A Bavarian municipal utility has upgraded and expanded its cogeneration plant, using GE technology as the centrepiece of the process.
Stadtwerke Rosenheim has installed a 9.5 MW GE Jenbacher J920 FleXtra gas engine enabling the plant to now supply 36.1 MW of electrical power and 43.8 MW of heat for the town near Munich in southern Germany.
The Rosenheim cogeneration facility already features four previously installed Jenbacher engines – three 3.35 MW J620 units and one 4.4 MW two-stage turbocharged J624 unit – as well as a waste incineration plant.

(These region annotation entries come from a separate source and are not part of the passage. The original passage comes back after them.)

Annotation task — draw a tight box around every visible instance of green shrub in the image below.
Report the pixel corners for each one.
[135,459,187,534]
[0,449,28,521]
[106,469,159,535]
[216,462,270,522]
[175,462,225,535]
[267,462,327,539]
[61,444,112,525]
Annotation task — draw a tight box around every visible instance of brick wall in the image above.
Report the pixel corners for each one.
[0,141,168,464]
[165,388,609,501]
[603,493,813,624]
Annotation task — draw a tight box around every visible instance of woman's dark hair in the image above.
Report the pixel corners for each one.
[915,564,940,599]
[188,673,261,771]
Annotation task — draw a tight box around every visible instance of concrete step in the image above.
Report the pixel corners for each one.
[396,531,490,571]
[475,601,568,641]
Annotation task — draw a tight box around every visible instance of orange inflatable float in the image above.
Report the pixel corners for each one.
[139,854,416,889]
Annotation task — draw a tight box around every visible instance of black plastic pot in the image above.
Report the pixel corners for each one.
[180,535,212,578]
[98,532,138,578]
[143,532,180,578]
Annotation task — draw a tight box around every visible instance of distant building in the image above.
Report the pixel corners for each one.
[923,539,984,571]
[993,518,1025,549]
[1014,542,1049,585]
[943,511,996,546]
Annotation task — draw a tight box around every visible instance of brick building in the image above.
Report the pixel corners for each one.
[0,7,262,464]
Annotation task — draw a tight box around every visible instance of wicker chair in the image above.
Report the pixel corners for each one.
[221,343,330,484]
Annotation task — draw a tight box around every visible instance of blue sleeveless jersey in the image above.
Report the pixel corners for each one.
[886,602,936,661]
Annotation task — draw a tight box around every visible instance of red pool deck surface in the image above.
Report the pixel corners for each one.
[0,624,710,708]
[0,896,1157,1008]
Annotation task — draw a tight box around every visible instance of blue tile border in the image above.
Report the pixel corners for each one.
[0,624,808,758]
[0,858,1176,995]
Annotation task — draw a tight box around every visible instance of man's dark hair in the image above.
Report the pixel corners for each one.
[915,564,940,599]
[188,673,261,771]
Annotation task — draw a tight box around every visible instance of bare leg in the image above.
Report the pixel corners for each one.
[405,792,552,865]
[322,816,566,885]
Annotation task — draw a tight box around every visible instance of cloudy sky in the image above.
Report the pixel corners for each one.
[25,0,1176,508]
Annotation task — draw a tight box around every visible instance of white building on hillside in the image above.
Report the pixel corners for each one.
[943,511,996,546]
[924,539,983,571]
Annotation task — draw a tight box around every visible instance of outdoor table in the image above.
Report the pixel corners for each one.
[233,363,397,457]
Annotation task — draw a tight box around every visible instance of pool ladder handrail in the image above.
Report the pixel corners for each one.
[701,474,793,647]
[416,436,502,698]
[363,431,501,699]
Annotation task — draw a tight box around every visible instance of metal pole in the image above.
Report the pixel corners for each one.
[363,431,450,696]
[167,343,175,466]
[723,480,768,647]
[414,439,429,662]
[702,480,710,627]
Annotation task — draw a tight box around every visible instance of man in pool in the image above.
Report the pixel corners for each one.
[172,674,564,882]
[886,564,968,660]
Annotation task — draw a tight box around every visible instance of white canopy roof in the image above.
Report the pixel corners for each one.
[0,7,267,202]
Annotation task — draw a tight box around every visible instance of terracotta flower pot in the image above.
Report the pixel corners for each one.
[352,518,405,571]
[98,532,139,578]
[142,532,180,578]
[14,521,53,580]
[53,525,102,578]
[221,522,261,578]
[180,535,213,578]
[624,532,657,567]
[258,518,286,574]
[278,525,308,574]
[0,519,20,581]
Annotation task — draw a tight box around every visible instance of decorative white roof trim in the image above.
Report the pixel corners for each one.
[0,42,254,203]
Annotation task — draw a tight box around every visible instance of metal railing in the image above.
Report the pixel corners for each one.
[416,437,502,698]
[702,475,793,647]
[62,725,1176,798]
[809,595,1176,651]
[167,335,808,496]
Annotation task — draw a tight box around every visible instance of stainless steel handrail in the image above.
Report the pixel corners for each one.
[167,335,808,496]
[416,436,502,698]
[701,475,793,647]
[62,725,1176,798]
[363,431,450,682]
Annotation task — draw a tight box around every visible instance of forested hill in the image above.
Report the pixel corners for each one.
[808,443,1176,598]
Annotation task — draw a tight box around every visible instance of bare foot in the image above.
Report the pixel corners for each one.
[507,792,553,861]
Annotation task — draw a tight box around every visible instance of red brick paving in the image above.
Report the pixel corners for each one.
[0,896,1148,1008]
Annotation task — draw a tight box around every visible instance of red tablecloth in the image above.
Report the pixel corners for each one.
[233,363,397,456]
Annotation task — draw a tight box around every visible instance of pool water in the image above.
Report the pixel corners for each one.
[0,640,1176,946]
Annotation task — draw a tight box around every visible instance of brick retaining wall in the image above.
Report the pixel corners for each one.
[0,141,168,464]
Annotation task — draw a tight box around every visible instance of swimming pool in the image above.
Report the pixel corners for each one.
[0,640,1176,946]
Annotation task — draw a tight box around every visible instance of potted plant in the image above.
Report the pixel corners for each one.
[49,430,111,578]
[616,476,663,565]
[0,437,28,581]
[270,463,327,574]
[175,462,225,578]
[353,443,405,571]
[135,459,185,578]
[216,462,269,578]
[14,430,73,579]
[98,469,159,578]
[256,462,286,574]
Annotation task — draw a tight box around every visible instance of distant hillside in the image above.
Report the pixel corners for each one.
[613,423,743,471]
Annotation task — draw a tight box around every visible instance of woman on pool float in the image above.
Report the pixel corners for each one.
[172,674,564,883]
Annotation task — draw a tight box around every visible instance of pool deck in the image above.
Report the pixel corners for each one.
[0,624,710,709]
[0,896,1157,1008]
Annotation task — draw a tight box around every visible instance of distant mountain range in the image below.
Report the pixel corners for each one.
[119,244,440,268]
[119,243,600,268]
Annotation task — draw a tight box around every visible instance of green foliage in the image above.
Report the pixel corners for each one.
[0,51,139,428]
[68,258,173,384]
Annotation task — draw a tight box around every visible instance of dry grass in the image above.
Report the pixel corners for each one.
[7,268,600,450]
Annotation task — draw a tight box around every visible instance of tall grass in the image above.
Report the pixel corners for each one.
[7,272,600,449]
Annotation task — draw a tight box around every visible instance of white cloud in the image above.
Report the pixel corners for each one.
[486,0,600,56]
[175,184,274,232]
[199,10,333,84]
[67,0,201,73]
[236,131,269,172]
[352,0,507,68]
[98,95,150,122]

GE says its J920 FleXtra offers an overall efficiency of about 90 per cent when operating in cogeneration mode. Over a year, this results in over 130 million kWh in primarily energy savings and the reduction of over 7800 metric tons of CO2. The engine’s short start up time will also help give the Rosenheim facility operation flexibility to deal with the challenges of intermittent renewable energy supplies.
“Our flexible J920 technology offers both high efficiency and reliability levels, which makes it the ideal large gas engine distributed power solution for industrial and grid stabilization applications while also minimizing the customer’s carbon footprint,” said Karl Wetzlmayer, general manager of gas engines for power generation at GE Power & Water.
As part of the Energiewende concept, the Germany government has set out the goal to increase CHP power generation to 25 per cent of the country’s total power supply by 2020.